By Holly Jessen | June 13, 2012

A few news reports about the termination of a three-way research agreement between Shell, Iogen Energy Corp. and Codexis Inc. made a mountain out of a molehill, said Wes Bolsen, vice president and chief marketing officer. It was really just a housekeeping item. “It didn’t affect at all the two-way agreement between Shell and Codexis,” he added.

The Shell, Iogen and Codexis research agreement is terminated effective June 30, according to a two-paragraph notice at the end of a document filed June 7 with the U.S. Securities and Exchange Commission. The move follows the April 30 announcement from Shell and Iogen that 150 employees were laid off at Iogen’s headquarters and a Shell-led proposed cellulosic ethanol project was scrapped. Codexis had been collaborating with Shell and Iogen on the conversion of cellulosic biomass to ethanol but was not receiving any research funding under this agreement, Bolsen said.

Codexis’ research agreement with Shell, on the other hand, will remain in effect through Oct. 31 as planned. As part of that, Shell is providing funding for 116 employees to further Codexis’ cellulosic enzyme research.

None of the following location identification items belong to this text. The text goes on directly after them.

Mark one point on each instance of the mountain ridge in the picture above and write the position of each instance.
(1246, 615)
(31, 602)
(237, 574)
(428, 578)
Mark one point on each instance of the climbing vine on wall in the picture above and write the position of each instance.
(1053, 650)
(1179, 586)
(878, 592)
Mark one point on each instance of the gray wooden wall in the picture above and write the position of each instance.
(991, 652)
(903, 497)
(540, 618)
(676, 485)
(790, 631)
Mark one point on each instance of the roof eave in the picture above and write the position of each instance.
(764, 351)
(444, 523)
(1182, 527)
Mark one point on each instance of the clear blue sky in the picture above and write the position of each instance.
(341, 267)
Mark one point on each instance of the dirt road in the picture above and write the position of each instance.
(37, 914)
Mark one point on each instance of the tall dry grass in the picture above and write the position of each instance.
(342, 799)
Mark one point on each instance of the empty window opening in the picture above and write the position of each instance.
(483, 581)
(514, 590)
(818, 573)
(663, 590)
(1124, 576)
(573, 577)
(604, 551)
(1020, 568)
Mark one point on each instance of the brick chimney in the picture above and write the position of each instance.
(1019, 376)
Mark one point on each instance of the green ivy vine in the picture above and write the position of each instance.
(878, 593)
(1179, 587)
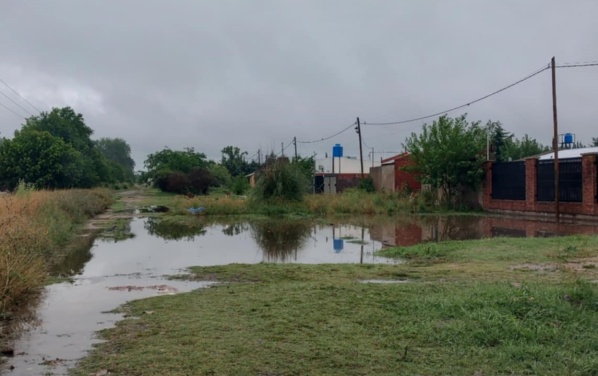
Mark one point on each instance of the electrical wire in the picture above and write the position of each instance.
(577, 65)
(17, 93)
(18, 105)
(12, 111)
(327, 138)
(466, 104)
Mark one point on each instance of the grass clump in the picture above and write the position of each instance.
(34, 227)
(319, 319)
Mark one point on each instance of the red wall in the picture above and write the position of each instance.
(404, 179)
(587, 208)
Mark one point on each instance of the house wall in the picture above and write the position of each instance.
(383, 178)
(588, 207)
(404, 179)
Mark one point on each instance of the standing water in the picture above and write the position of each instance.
(116, 271)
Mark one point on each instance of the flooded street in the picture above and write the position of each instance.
(116, 271)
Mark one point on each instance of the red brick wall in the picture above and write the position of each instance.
(404, 179)
(588, 207)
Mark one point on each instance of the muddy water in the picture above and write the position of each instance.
(131, 260)
(132, 263)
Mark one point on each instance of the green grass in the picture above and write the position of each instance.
(499, 250)
(269, 319)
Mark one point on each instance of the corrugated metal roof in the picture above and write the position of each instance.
(570, 153)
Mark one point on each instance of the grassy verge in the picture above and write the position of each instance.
(472, 311)
(350, 202)
(36, 231)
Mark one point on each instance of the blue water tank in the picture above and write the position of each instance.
(337, 151)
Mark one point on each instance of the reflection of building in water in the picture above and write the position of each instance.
(406, 233)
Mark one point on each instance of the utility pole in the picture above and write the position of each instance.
(373, 155)
(295, 143)
(555, 146)
(358, 129)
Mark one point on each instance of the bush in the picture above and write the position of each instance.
(239, 185)
(280, 181)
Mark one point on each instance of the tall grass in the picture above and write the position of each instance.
(34, 225)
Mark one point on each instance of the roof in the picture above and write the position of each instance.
(393, 159)
(570, 153)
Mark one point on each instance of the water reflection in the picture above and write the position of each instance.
(412, 230)
(77, 254)
(175, 230)
(235, 228)
(119, 231)
(280, 240)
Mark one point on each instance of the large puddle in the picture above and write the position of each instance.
(131, 262)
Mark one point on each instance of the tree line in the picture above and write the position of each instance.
(449, 153)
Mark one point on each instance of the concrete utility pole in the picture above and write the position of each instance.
(358, 130)
(295, 143)
(555, 146)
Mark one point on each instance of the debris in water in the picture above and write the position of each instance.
(194, 211)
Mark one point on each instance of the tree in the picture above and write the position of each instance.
(118, 153)
(168, 160)
(499, 139)
(70, 126)
(448, 154)
(234, 161)
(179, 171)
(38, 158)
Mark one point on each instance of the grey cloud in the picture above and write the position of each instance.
(257, 73)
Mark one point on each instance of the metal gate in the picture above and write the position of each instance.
(570, 180)
(508, 181)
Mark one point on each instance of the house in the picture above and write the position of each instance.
(392, 177)
(334, 175)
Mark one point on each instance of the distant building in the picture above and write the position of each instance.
(391, 175)
(334, 175)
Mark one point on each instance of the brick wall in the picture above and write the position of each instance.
(588, 207)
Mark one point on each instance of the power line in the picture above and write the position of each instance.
(12, 111)
(18, 105)
(329, 137)
(466, 104)
(20, 96)
(576, 65)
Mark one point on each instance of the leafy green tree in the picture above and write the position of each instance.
(499, 139)
(38, 158)
(448, 154)
(70, 126)
(220, 173)
(118, 153)
(234, 161)
(168, 160)
(280, 180)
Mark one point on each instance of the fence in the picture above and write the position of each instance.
(508, 181)
(570, 180)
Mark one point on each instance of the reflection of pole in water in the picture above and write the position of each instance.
(361, 257)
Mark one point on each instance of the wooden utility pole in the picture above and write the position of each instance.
(295, 143)
(358, 129)
(555, 146)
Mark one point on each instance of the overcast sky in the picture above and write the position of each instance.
(255, 74)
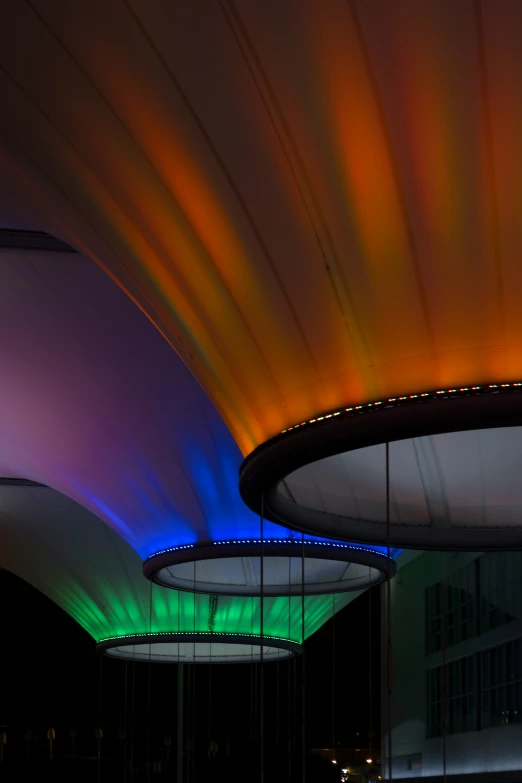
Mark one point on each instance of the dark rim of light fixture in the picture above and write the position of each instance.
(205, 637)
(483, 406)
(377, 563)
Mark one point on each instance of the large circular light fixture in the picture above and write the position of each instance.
(234, 567)
(454, 463)
(198, 648)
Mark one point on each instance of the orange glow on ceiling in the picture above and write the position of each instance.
(317, 204)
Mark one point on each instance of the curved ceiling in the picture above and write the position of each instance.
(95, 404)
(446, 490)
(96, 577)
(315, 203)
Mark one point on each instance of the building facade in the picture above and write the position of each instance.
(456, 652)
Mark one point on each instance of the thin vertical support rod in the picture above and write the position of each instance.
(148, 687)
(289, 672)
(179, 744)
(443, 704)
(333, 675)
(388, 613)
(193, 695)
(261, 667)
(370, 679)
(303, 681)
(125, 741)
(100, 710)
(133, 725)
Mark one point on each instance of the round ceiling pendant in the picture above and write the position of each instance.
(453, 470)
(198, 647)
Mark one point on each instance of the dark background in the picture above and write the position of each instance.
(52, 677)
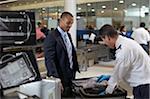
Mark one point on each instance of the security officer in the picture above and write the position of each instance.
(132, 63)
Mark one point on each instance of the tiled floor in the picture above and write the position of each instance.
(105, 68)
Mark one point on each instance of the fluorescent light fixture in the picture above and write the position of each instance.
(121, 1)
(134, 4)
(7, 1)
(92, 9)
(143, 7)
(79, 8)
(103, 6)
(89, 4)
(115, 9)
(102, 11)
(125, 11)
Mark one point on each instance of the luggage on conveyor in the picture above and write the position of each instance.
(90, 88)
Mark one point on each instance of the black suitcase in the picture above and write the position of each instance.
(81, 92)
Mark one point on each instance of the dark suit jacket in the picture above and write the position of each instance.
(56, 58)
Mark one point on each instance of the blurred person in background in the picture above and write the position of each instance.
(131, 64)
(142, 36)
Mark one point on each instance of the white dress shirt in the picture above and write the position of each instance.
(141, 35)
(132, 64)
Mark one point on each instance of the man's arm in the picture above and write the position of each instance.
(120, 70)
(50, 58)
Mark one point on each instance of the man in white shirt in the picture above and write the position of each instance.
(132, 63)
(142, 36)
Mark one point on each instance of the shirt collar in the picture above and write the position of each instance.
(61, 31)
(118, 42)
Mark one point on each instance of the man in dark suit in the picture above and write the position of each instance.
(60, 55)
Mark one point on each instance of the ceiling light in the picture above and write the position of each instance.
(133, 4)
(125, 11)
(143, 7)
(92, 9)
(59, 10)
(79, 8)
(88, 4)
(7, 1)
(103, 6)
(115, 9)
(121, 1)
(102, 11)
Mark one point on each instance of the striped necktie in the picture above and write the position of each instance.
(69, 49)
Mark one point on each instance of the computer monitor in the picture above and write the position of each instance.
(86, 36)
(16, 71)
(17, 28)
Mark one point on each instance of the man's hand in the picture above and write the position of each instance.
(62, 88)
(109, 90)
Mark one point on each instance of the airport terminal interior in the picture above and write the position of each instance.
(21, 45)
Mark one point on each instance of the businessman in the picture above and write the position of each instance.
(60, 55)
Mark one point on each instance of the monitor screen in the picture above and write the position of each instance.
(86, 36)
(17, 28)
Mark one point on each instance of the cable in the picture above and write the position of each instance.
(1, 59)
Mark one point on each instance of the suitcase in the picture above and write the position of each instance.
(44, 89)
(82, 92)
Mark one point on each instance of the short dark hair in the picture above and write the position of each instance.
(107, 30)
(122, 27)
(142, 24)
(39, 23)
(64, 14)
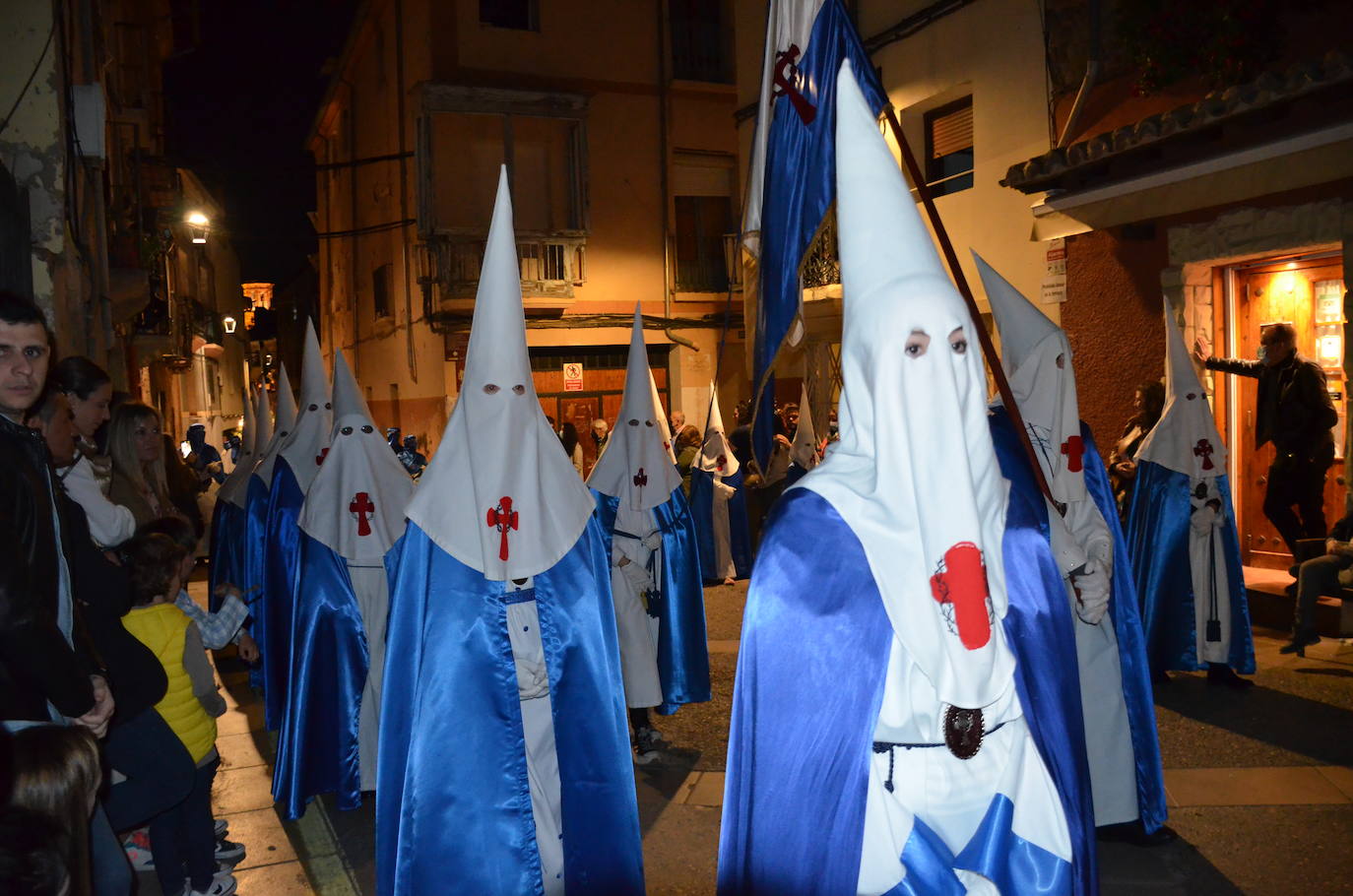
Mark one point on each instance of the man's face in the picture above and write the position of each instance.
(24, 365)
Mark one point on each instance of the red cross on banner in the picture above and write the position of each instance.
(358, 508)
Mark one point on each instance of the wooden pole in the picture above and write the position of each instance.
(994, 361)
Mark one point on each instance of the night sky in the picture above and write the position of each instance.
(238, 110)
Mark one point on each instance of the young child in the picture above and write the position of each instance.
(227, 624)
(183, 839)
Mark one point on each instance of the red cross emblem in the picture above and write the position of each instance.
(1204, 450)
(358, 508)
(786, 84)
(1073, 448)
(961, 586)
(502, 519)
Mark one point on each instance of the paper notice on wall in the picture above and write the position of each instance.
(1055, 271)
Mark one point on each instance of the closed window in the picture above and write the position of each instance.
(948, 147)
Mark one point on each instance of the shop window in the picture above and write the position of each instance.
(948, 147)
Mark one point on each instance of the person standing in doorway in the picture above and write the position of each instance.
(1296, 415)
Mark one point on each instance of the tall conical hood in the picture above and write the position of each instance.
(1186, 439)
(356, 504)
(915, 474)
(716, 455)
(499, 495)
(1038, 363)
(304, 448)
(635, 466)
(285, 423)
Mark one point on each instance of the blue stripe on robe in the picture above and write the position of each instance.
(452, 799)
(317, 747)
(682, 646)
(702, 512)
(1158, 541)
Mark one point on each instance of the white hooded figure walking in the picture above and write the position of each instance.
(352, 516)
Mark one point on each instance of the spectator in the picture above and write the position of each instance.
(57, 774)
(1296, 415)
(568, 436)
(1147, 404)
(138, 470)
(87, 391)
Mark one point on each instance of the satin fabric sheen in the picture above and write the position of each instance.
(702, 512)
(452, 800)
(317, 748)
(1157, 541)
(1131, 647)
(282, 566)
(809, 686)
(682, 646)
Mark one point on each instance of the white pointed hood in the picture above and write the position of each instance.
(1038, 363)
(915, 474)
(235, 487)
(356, 504)
(285, 423)
(499, 495)
(1186, 439)
(716, 455)
(803, 450)
(304, 447)
(635, 466)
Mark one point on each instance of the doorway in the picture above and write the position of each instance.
(1306, 291)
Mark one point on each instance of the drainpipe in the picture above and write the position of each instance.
(1092, 65)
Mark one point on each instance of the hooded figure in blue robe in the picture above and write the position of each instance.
(296, 465)
(655, 564)
(354, 515)
(719, 504)
(503, 765)
(1182, 535)
(1085, 539)
(881, 737)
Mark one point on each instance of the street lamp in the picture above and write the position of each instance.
(198, 226)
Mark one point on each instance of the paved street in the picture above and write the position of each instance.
(1259, 788)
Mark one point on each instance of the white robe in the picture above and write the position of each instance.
(1207, 563)
(637, 631)
(538, 725)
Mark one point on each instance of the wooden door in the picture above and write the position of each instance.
(1284, 291)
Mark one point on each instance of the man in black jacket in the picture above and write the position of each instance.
(1296, 415)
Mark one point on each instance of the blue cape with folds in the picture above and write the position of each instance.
(1157, 541)
(1131, 647)
(806, 698)
(226, 548)
(702, 510)
(317, 747)
(682, 647)
(452, 799)
(282, 577)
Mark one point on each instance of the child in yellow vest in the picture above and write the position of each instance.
(183, 839)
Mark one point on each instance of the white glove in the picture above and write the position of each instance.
(1092, 586)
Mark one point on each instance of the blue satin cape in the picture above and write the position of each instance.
(802, 734)
(317, 747)
(682, 646)
(1131, 647)
(452, 798)
(1157, 541)
(739, 534)
(282, 575)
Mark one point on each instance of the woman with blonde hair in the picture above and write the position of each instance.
(138, 466)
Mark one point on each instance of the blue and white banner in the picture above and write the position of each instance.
(792, 179)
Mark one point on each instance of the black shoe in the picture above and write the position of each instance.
(1299, 645)
(1222, 674)
(1135, 834)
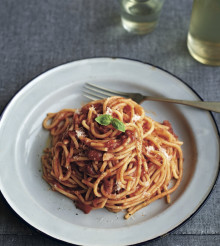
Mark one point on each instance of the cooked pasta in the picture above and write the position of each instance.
(100, 166)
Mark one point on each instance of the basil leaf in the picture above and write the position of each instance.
(104, 119)
(117, 124)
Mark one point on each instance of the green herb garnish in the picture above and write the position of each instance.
(106, 119)
(117, 124)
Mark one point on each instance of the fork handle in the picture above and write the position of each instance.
(211, 106)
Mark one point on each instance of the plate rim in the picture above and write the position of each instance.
(29, 83)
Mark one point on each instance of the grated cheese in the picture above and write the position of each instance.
(78, 111)
(80, 133)
(118, 186)
(165, 153)
(150, 149)
(136, 118)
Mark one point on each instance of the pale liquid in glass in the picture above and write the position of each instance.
(204, 32)
(140, 16)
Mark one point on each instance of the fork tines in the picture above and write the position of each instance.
(95, 92)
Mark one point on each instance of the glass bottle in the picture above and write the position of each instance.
(140, 16)
(203, 39)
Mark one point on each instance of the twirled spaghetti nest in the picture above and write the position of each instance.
(99, 166)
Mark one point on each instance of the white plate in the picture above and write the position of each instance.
(22, 140)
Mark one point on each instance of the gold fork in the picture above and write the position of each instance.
(95, 92)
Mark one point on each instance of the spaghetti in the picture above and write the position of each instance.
(100, 166)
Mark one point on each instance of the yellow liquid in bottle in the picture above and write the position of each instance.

The two companies are currently in negotiations, deciding the future of that agreement. “We’re trying to decide how many researchers we need to continue, how much Shell is going to fund and what’s going to happen,” Bolsen said. “There’s no reason to believe—the great work that we have done—that we won’t want to continue that.”

Codexis is also still working with Raizen Energia S.A., the company’s largest shareholder, on sugarcane ethanol in Brazil. Separate from its global work on second- generation biofuels, Codexis is collaborating with Razien, a joint venture between Shell and Cosan S.A. Indústria e Comércio, the world’s largest sugarcane ethanol producer, on enzymes for first-generation sugarcane ethanol. “We’re very fortunate in that sense, having a very stable, very large sugar producer who also has massive access to sugarcane bagasse,” Bolsen said, adding that it also means Codexis is well-positioned to research enzymes for second-generation biofuels in Brazil. 

Codexis also recently announced the appointment of John Nicols as president and CEO of the company. Nicols, previously the senior vice president of strategic development and catalysts at Albermarle Corp., a specialty chemicals company, will begin in his new role June 13.